Черные бумажные опилки арены окропила бывшебратцевская кровь, трибуны стали провозглашать здравицы в честь Самого Братца Президента и братцев мыслеводителей из Кабинета Избранных…
Но тут бывший братец Иван Грозный XVIII, издав домовой клич, кинулся на бывшего братца Бисмарка VII, древко знамени в руке которого переломилось от страшного клича. Воспользовавшись переломом знамени, бывший братец Иван Грозный XVIII пихнул соперника головой на пол и мгновенно приставил острие обоюдоострого меча к горлу поверженного бывшего братца.
Сам Братец Президент провозгласил в микрофон:
— Венец — делу конец!
Кашлянул, прочищая горло для последующих гениальных провозглашений, и изрек:
— Делу — конец венца!
Немного помолчал и высказал следующую гениальную мысль:
— Конец венца — делу!
Братцы зрители, затаив дыхание, не говоря уже обо всех остальных жизненных процессах, с благоговением следили за титанической работой гениальной мысли.
— Венец дела — конец!
— Два конца, два венца, посередине — дело!
— Делу — два конца!
В динамиках послышался треск.
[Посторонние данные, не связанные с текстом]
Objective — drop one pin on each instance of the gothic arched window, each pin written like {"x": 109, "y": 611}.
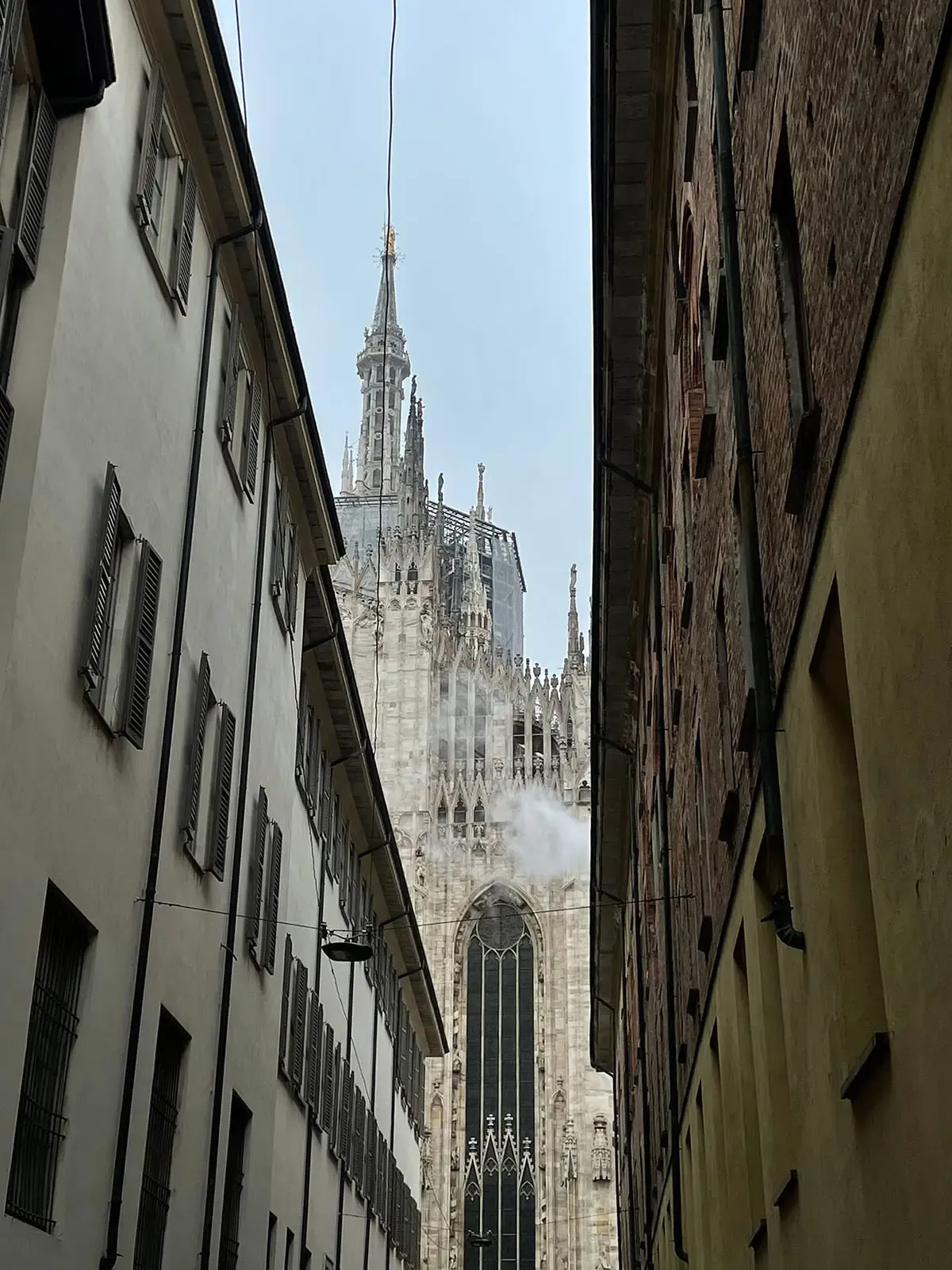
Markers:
{"x": 499, "y": 1185}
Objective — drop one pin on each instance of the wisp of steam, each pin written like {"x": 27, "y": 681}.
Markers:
{"x": 545, "y": 838}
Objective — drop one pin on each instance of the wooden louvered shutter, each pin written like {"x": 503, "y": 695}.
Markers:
{"x": 103, "y": 583}
{"x": 347, "y": 1094}
{"x": 29, "y": 216}
{"x": 336, "y": 1104}
{"x": 313, "y": 1068}
{"x": 221, "y": 793}
{"x": 370, "y": 1168}
{"x": 255, "y": 880}
{"x": 272, "y": 902}
{"x": 314, "y": 760}
{"x": 298, "y": 1028}
{"x": 184, "y": 239}
{"x": 285, "y": 1005}
{"x": 301, "y": 749}
{"x": 203, "y": 692}
{"x": 292, "y": 567}
{"x": 232, "y": 368}
{"x": 141, "y": 647}
{"x": 10, "y": 25}
{"x": 325, "y": 1117}
{"x": 278, "y": 541}
{"x": 253, "y": 429}
{"x": 152, "y": 145}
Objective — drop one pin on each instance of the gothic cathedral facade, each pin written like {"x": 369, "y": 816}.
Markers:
{"x": 471, "y": 738}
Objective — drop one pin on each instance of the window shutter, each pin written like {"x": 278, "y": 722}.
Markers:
{"x": 298, "y": 1022}
{"x": 141, "y": 647}
{"x": 222, "y": 794}
{"x": 336, "y": 1104}
{"x": 315, "y": 1032}
{"x": 301, "y": 752}
{"x": 255, "y": 883}
{"x": 6, "y": 431}
{"x": 278, "y": 537}
{"x": 29, "y": 216}
{"x": 103, "y": 583}
{"x": 370, "y": 1168}
{"x": 152, "y": 143}
{"x": 10, "y": 25}
{"x": 249, "y": 476}
{"x": 194, "y": 768}
{"x": 271, "y": 908}
{"x": 325, "y": 1117}
{"x": 314, "y": 759}
{"x": 232, "y": 374}
{"x": 184, "y": 239}
{"x": 285, "y": 997}
{"x": 294, "y": 564}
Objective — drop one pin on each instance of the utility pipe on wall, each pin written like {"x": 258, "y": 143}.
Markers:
{"x": 749, "y": 533}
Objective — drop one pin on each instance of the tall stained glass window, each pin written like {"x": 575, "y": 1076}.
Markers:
{"x": 499, "y": 1187}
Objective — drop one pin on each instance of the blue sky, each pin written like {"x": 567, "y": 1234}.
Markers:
{"x": 490, "y": 201}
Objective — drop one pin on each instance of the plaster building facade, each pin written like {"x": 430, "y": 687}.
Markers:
{"x": 190, "y": 817}
{"x": 478, "y": 747}
{"x": 770, "y": 662}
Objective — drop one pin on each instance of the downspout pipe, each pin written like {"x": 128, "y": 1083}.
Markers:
{"x": 234, "y": 892}
{"x": 643, "y": 1064}
{"x": 340, "y": 1237}
{"x": 310, "y": 1115}
{"x": 651, "y": 493}
{"x": 145, "y": 939}
{"x": 374, "y": 1108}
{"x": 749, "y": 533}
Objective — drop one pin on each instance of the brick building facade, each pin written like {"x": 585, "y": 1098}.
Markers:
{"x": 838, "y": 137}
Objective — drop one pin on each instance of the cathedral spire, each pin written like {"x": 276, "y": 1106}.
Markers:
{"x": 414, "y": 495}
{"x": 382, "y": 366}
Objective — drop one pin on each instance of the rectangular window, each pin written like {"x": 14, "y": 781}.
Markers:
{"x": 165, "y": 194}
{"x": 54, "y": 1020}
{"x": 121, "y": 628}
{"x": 211, "y": 760}
{"x": 793, "y": 313}
{"x": 234, "y": 1183}
{"x": 863, "y": 1037}
{"x": 160, "y": 1141}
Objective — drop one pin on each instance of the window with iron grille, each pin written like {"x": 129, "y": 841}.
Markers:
{"x": 499, "y": 1183}
{"x": 41, "y": 1124}
{"x": 160, "y": 1141}
{"x": 234, "y": 1181}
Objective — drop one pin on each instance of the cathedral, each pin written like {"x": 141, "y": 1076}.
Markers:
{"x": 486, "y": 764}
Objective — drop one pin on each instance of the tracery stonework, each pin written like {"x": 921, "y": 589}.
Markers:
{"x": 463, "y": 723}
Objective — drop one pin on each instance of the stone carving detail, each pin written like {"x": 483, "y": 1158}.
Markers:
{"x": 601, "y": 1151}
{"x": 570, "y": 1153}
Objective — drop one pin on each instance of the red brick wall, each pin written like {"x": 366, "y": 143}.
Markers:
{"x": 852, "y": 106}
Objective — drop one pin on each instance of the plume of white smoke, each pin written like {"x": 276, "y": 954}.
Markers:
{"x": 543, "y": 837}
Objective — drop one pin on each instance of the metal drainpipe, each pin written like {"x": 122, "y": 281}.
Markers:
{"x": 122, "y": 1140}
{"x": 340, "y": 1238}
{"x": 232, "y": 926}
{"x": 749, "y": 533}
{"x": 640, "y": 990}
{"x": 374, "y": 1104}
{"x": 310, "y": 1115}
{"x": 673, "y": 1106}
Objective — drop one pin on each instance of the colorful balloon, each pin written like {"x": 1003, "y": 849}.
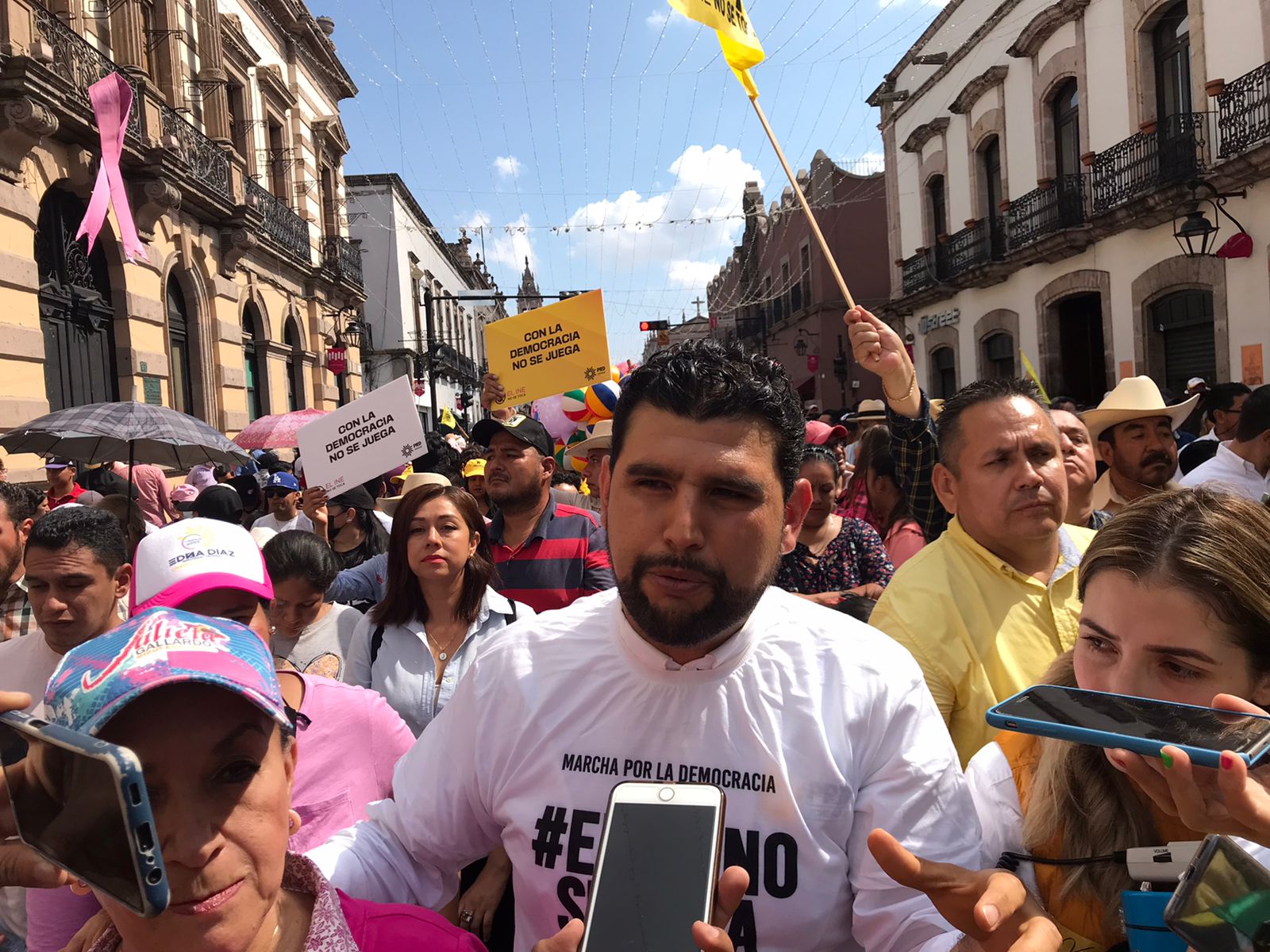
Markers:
{"x": 549, "y": 413}
{"x": 573, "y": 403}
{"x": 602, "y": 399}
{"x": 563, "y": 460}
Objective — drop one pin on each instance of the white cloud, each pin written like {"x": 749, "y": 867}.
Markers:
{"x": 705, "y": 196}
{"x": 507, "y": 167}
{"x": 692, "y": 274}
{"x": 865, "y": 164}
{"x": 508, "y": 244}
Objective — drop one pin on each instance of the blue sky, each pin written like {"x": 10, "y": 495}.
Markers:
{"x": 590, "y": 127}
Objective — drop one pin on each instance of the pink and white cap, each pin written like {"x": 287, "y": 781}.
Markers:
{"x": 192, "y": 556}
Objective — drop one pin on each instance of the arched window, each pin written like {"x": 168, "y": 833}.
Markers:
{"x": 943, "y": 372}
{"x": 295, "y": 368}
{"x": 937, "y": 205}
{"x": 999, "y": 355}
{"x": 1184, "y": 321}
{"x": 1066, "y": 116}
{"x": 992, "y": 194}
{"x": 181, "y": 374}
{"x": 252, "y": 324}
{"x": 1172, "y": 48}
{"x": 75, "y": 311}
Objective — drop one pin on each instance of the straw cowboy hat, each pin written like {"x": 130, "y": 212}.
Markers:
{"x": 1134, "y": 399}
{"x": 414, "y": 480}
{"x": 601, "y": 438}
{"x": 868, "y": 412}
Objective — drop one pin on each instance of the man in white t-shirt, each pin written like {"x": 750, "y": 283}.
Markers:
{"x": 76, "y": 573}
{"x": 283, "y": 495}
{"x": 818, "y": 727}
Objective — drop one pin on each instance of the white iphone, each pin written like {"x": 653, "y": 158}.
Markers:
{"x": 657, "y": 869}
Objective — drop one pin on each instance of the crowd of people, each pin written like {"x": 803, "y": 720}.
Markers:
{"x": 425, "y": 687}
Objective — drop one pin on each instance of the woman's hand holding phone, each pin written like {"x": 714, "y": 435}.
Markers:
{"x": 19, "y": 863}
{"x": 1232, "y": 799}
{"x": 711, "y": 937}
{"x": 991, "y": 907}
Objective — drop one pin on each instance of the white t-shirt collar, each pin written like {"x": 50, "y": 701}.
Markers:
{"x": 649, "y": 660}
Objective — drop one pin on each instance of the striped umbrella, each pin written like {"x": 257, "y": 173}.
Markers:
{"x": 276, "y": 429}
{"x": 139, "y": 433}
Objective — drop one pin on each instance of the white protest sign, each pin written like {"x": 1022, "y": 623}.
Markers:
{"x": 374, "y": 435}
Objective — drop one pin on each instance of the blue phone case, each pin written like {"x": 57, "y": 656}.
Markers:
{"x": 133, "y": 801}
{"x": 1104, "y": 739}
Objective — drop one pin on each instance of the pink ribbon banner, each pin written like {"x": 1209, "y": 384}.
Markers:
{"x": 112, "y": 102}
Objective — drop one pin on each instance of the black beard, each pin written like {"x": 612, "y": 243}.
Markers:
{"x": 725, "y": 612}
{"x": 514, "y": 501}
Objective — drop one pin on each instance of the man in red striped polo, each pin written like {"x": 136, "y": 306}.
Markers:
{"x": 548, "y": 554}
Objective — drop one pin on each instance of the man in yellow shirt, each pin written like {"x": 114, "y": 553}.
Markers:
{"x": 987, "y": 606}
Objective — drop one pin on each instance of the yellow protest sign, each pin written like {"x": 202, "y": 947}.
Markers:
{"x": 737, "y": 37}
{"x": 550, "y": 349}
{"x": 1032, "y": 372}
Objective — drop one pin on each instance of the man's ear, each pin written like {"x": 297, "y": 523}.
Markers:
{"x": 122, "y": 581}
{"x": 606, "y": 482}
{"x": 945, "y": 486}
{"x": 795, "y": 511}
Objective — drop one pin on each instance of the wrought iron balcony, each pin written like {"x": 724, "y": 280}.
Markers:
{"x": 1244, "y": 112}
{"x": 1047, "y": 209}
{"x": 1174, "y": 152}
{"x": 209, "y": 163}
{"x": 80, "y": 63}
{"x": 283, "y": 226}
{"x": 344, "y": 258}
{"x": 918, "y": 273}
{"x": 971, "y": 248}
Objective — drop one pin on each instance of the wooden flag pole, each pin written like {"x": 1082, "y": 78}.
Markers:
{"x": 806, "y": 209}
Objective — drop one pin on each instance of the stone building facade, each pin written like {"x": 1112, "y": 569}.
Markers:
{"x": 776, "y": 292}
{"x": 233, "y": 162}
{"x": 1041, "y": 156}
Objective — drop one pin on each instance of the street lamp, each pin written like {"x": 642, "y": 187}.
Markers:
{"x": 1193, "y": 230}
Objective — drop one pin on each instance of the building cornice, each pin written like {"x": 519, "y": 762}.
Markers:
{"x": 982, "y": 31}
{"x": 975, "y": 89}
{"x": 1043, "y": 25}
{"x": 924, "y": 133}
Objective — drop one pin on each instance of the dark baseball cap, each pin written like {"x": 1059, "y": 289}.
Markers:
{"x": 524, "y": 428}
{"x": 219, "y": 501}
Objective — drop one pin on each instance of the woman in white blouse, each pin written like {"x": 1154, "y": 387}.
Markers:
{"x": 437, "y": 611}
{"x": 1168, "y": 613}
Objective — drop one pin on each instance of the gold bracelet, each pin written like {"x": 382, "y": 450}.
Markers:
{"x": 912, "y": 382}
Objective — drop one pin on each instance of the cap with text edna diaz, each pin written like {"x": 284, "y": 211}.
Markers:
{"x": 156, "y": 649}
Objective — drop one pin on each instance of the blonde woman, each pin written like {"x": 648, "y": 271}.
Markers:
{"x": 1168, "y": 613}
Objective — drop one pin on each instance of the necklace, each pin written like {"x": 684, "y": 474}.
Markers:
{"x": 442, "y": 653}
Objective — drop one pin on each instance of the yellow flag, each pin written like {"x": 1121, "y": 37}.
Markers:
{"x": 1032, "y": 372}
{"x": 737, "y": 37}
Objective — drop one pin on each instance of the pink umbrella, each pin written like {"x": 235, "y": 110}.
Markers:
{"x": 276, "y": 429}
Так каждый раз в завершении матча гениально трещала гениальная мысль Самого Братца Президента от титаничности напряжения.
— Конец — делу венец!
Динамики разразились громом аплодисментов братцев мыслеводителей. Гром аплодисментов подхватили принявшиеся сплачиваться братцы мыслеводимые. Гром аплодисментов перемешался с эхом грома предматчевых аплодисментов. От всего этого рухнула западная трибуна, на которой сидел я. Я было обрадовался, что наконец получу заветную медаль, но меня не убило и даже не ранило, а только чуть-чуть прищемило корону обломком трибуны, за что полагалась именная благодарность Кабинета Избранных.